Setting up shop in Singapore

I’ve recently been looking into the regulations surrounding setting up a formal fund management company in Singapore. There have been a number of proposed changes to the regulatory framework recently, which will limit new fund managers who want to set up shop in Singapore. While these regulations won’t stop a majority of fund managers setting up, I’m unsure whether they’ll have their intended consequence – increasing investor confidence and reducing the impact of a macro shock – in the current form. A more finessed version would be a more appropriate remedy for an industry that has been chewing on a bitter pill for the past couple of years.

 

In late September 2011, the Monetary Authority of Singapore (MAS) issued a consultation paper entitled “Proposed Enhancements and Draft Legislative Amendments to Give Effect to the Regulatory Regime for Fund Management Companies.” Specifically, this will impact Exempt Fund Managers (EFM), who were subject to limited regulations previously. While the draft legislation hasn’t been enacted yet, the MAS is expecting any new funds to either already meet the regulations or have plans in place to be able to meet them. There will be no grandfathering (i.e. allowing funds that meet existing requirements but will not meet the new requirements to continue to operate).

EFM will be classified into 3 key categories following the change: Notified FMC, Licensed Accredited/Institutional Investors (AI/II) FMC, and Licensed Retail FMC.  The latter category will likely be subject to existing Capital Market Services license requirements.

There are other requirements that I haven’t outlined here. See the below documents for more information:

Singapore Fund Management Regulations

Singapore Fund Management Regulations

MAS consultation paper

Enhanced regulatory regime for Singapore fund management companies – EY

Changing Regulatory and Tax Environment for Exempt Fund Managers in Singapore

Useful site on the existing regulations

Overview of the initial MAS response to the consultation paper

My Thoughts:

While this might give more credibility to the fund management industry in Singapore, it’s going to limit the amount of entrepreneurial fund managers that are able to start up. Financial markets rely on entrepreneurial people attempting to exploit inefficiencies in the market and as a result help to provide the efficient allocation of capital. A couple of years ago commentators were suggesting there were too many hedge funds opening in Singapore now it will seesaw the other way. There will only be room for larger operations because of the new regulations.
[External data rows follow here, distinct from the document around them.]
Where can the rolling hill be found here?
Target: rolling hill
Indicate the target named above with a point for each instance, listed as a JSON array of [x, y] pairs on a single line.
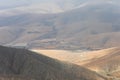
[[105, 62], [24, 64], [93, 26]]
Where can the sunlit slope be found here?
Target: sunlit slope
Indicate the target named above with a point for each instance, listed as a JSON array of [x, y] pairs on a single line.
[[24, 64]]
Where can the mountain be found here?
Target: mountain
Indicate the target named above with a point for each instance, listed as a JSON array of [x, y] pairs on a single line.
[[16, 64], [105, 62], [92, 26]]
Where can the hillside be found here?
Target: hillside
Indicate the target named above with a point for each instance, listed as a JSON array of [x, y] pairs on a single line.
[[105, 62], [29, 65], [93, 26]]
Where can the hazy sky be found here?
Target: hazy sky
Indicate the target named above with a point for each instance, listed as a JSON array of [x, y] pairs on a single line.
[[14, 3]]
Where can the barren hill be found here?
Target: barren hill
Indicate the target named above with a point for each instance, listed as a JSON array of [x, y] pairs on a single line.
[[93, 26], [20, 62], [105, 62]]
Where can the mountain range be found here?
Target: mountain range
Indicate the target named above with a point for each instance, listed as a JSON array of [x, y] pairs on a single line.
[[91, 26]]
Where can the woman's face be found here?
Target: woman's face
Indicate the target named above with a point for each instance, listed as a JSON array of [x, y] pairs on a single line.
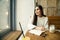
[[38, 11]]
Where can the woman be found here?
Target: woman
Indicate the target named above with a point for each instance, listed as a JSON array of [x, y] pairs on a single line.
[[39, 21]]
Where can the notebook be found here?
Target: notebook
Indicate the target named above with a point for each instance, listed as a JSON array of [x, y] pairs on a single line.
[[36, 32]]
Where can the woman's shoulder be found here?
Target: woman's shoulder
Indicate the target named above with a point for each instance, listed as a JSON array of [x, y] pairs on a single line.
[[45, 17]]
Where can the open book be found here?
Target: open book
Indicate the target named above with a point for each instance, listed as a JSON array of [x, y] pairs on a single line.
[[36, 32]]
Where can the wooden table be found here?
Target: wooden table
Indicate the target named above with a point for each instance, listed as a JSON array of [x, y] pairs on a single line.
[[48, 36]]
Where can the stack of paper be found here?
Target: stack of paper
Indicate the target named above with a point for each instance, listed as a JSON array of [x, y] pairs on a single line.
[[36, 32]]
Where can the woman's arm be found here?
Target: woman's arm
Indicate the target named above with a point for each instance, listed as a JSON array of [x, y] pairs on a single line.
[[46, 23], [30, 25]]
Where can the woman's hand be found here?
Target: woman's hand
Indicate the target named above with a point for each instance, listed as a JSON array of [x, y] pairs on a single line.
[[40, 28]]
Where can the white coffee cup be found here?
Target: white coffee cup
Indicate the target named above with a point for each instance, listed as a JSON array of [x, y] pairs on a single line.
[[52, 28]]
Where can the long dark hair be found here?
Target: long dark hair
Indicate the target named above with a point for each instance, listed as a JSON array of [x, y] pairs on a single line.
[[35, 16]]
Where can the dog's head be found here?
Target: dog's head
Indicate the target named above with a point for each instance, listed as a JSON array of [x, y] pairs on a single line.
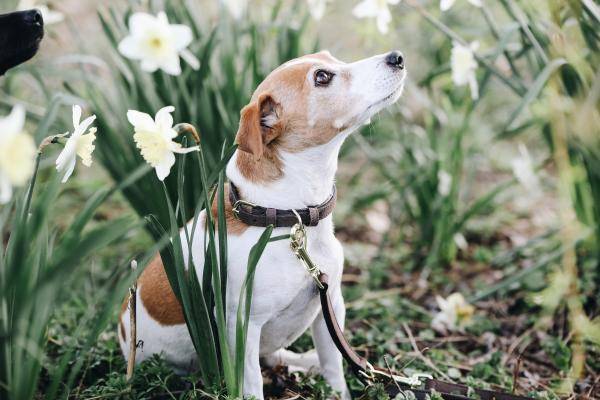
[[20, 35], [311, 100]]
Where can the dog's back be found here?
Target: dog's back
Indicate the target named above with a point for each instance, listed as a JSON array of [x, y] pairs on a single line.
[[20, 35]]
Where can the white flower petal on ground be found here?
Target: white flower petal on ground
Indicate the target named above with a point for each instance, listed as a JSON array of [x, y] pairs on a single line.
[[158, 44], [445, 5], [464, 65], [317, 8], [17, 153], [154, 138], [77, 144], [455, 313], [50, 16], [523, 170], [376, 9]]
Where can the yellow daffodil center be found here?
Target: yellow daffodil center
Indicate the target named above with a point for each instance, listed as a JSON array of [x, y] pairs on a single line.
[[85, 147], [152, 145], [17, 154]]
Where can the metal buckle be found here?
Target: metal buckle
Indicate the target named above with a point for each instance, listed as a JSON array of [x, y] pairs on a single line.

This will have 2 key implications: 1) Singapore will attract more investors who want to invest in a safer environment. However, a lot of the funds that are operating in Singapore will be investing in other countries with less regulation. This will make Madoff style incidents less likely to occur but won’t stop the Sino-forest incidents. 2) Singapore will become a hub for large asset managers. Hedge fund managers, will tend to go offshore to take advantage of lower capital requirements. The investors who are looking for a little extra sambal in their chicken rice will follow them. This will likely see another jurisdiction experience a boom in their hedge fund industry and less investors looking at Singapore, why go through the bother of having to deal with two sets of regulations and two tax jurisdictions when one will suffice. In the end Singapore could become more reliant on the bigger asset managers and in turn more susceptible to macro economic events.

I’d propose a middle ground, whereby; hedge funds that are currently operating can be grandfathered into the new regulations while given additional time to meet the new requirements and the oversight of smaller hedge funds is increased, through a new branch of the MAS. The new regulations go halfway by creating the new schemes (Licensed AI/II and Licensed Retail) with oversight still provided by the same technocrats that would be overseeing the larger Asset Managers. I agree that something needs to be done to the regulatory environment but believe that it should be done with a little more finesse opposed to wielding an authoritarian axe down on an already brittle industry.